Job Description
Company Description
ABOUT IQ-EQ
We’re a leading Investor Services group offering end-to-end services in administration, accounting, reporting, regulatory and compliance needs of the investment sector worldwide.
We employ a global workforce of 5,800+ people across 25 jurisdictions and have assets under administration (AUA) exceeding US$750 billion. We work with 13 of the world’s top 15 private equity firms.
Our services are underpinned by a Group-wide commitment to ESG and best-in-class technology including a global data platform and innovative proprietary tools supported by in-house experts.
Above all, what makes us different is our people. Operating as trusted partners to our clients, we deliver intelligent solutions through a combination of technical expertise and strong relationships based on deep client understanding.
We’re driven by our Group purpose, to power people and possibilities.
Job Description
About the Role
We are looking for a DevOps Engineer to manage and support our production-grade Data Platform. Unlike standard cloud-native roles, this position is hands-on with Bare-Metal Kubernetes (K3s).
The role includes ownership of the full lifecycle of highly available k3s clusters, with responsibilities spanning from the OS layer (nftables, proxying) to the application layer. The on-premises infrastructure will be integrated with AWS and Azure to ensure secure, compliant, and high-performance operations for data engineering teams.
The Stack (What you will work with)
- Orchestration: K3s (High Availability, Embedded etcd).
- Networking: Flannel (VXLAN), MetalLB, HAProxy, Keepalived, Traefik Ingress.
- Storage: Longhorn (Distributed Block Storage).

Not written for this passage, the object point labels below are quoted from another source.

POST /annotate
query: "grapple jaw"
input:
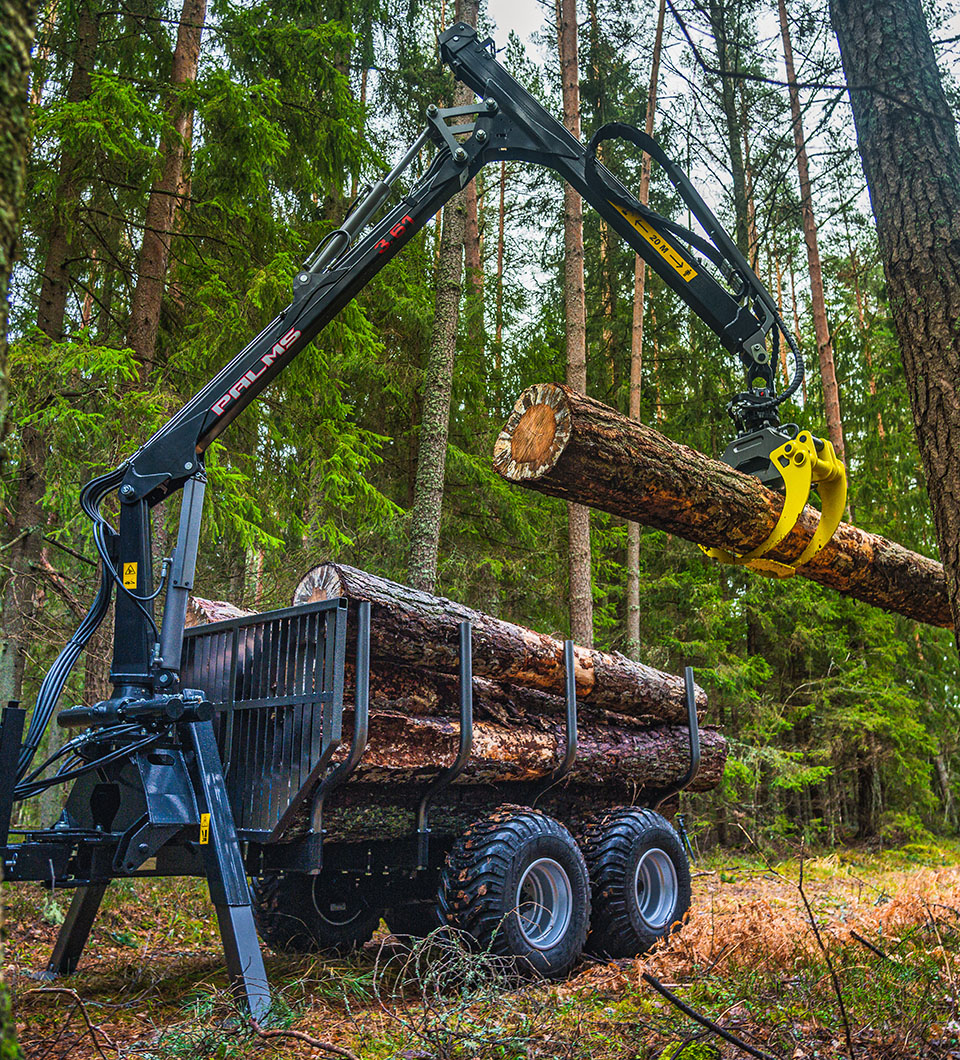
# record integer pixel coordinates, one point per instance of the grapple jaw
(793, 461)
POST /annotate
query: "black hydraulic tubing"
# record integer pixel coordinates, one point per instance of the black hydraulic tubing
(509, 124)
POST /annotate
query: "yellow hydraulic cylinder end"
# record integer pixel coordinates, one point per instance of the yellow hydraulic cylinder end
(801, 465)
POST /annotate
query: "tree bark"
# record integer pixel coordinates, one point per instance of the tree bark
(411, 628)
(824, 342)
(60, 248)
(571, 446)
(439, 375)
(402, 749)
(718, 13)
(574, 302)
(908, 143)
(633, 529)
(16, 36)
(165, 197)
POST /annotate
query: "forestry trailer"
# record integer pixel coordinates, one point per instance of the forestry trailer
(214, 755)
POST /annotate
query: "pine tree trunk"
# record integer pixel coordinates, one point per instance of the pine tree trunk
(824, 342)
(165, 197)
(907, 139)
(571, 446)
(633, 529)
(16, 36)
(434, 426)
(574, 300)
(727, 64)
(61, 246)
(21, 558)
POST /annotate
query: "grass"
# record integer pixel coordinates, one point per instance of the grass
(152, 979)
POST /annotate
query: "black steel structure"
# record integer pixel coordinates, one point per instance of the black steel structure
(215, 754)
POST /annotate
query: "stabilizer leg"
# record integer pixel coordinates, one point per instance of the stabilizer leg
(226, 876)
(74, 931)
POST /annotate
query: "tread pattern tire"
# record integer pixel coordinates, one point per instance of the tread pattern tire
(480, 885)
(614, 844)
(287, 918)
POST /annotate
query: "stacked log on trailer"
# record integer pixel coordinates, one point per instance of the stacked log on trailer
(633, 735)
(634, 742)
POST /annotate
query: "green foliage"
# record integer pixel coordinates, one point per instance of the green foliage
(839, 718)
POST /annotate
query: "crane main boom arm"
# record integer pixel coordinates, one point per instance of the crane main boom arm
(507, 123)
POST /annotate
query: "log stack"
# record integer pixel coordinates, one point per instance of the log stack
(633, 737)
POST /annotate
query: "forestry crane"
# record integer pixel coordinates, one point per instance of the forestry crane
(183, 787)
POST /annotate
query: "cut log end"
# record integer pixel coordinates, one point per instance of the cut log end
(535, 434)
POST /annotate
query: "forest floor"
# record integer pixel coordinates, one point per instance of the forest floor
(886, 944)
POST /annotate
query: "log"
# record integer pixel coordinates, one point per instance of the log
(567, 445)
(403, 749)
(414, 691)
(421, 630)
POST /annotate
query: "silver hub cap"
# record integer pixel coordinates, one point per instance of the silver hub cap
(656, 882)
(545, 903)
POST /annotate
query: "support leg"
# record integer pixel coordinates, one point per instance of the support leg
(74, 931)
(226, 875)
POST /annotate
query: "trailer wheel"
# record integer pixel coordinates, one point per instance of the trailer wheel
(414, 919)
(309, 914)
(640, 881)
(516, 883)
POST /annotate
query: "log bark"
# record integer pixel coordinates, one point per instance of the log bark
(404, 749)
(567, 445)
(416, 629)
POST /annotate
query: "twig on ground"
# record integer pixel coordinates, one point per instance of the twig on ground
(872, 948)
(704, 1022)
(301, 1037)
(92, 1027)
(833, 975)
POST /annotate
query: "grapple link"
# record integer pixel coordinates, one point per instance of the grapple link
(799, 463)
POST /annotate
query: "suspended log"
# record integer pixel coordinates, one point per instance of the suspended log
(404, 749)
(562, 443)
(421, 630)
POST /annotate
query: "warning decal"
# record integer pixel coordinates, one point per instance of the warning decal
(657, 241)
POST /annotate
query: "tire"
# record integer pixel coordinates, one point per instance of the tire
(308, 914)
(414, 919)
(640, 881)
(517, 885)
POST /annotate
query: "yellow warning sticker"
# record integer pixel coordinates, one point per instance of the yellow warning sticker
(657, 241)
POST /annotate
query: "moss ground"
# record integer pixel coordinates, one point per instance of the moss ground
(152, 983)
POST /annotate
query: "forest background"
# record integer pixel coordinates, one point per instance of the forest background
(185, 159)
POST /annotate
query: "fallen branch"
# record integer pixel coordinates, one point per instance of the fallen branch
(704, 1022)
(299, 1036)
(833, 975)
(92, 1027)
(562, 443)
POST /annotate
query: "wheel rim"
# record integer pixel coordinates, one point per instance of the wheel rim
(656, 883)
(336, 910)
(545, 903)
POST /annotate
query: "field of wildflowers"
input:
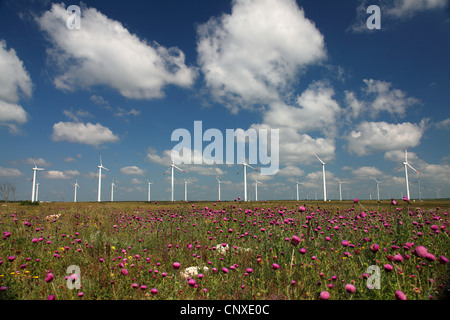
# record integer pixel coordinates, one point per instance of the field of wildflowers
(225, 251)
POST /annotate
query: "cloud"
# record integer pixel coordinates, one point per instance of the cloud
(295, 147)
(60, 175)
(11, 112)
(136, 181)
(443, 124)
(77, 132)
(383, 136)
(9, 172)
(205, 170)
(409, 8)
(291, 171)
(386, 99)
(316, 110)
(392, 11)
(367, 172)
(104, 52)
(40, 162)
(14, 82)
(77, 115)
(153, 156)
(378, 97)
(249, 57)
(122, 112)
(132, 170)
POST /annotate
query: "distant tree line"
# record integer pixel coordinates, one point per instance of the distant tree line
(7, 191)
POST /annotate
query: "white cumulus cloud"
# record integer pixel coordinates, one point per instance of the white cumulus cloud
(104, 52)
(77, 132)
(249, 57)
(14, 82)
(383, 136)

- Identity & Security: Authentik, Azure AD (Entra ID), AWS IAM Roles Anywhere, Nginx WAF + ModSecurity.
- Observability: Prometheus, Headlamp, Cloudwatch.
- Data Ops: Dagster, PostgreSQL, S3, Snowflake, Azure Storage
Key Responsibilities
1. Bare-Metal Kubernetes Management
- Manage and troubleshoot HA K3s clusters running with embedded etcd.
- Troubleshoot complex CNI issues involving Flannel VXLAN (custom non-standard ports) and overlay networking.
- Maintain internal and external load balancing strategies using MetalLB (Layer 2) and HAProxy/Keepalived for high availability.
2. Storage & Data Platform Support
- Administer Longhorn distributed storage: manage volume replication, snapshots, and disaster recovery/backup to S3.
- Support the Dagster data orchestration platform, ensuring reliable execution of data pipelines and integration with PostgreSQL and AWS S3.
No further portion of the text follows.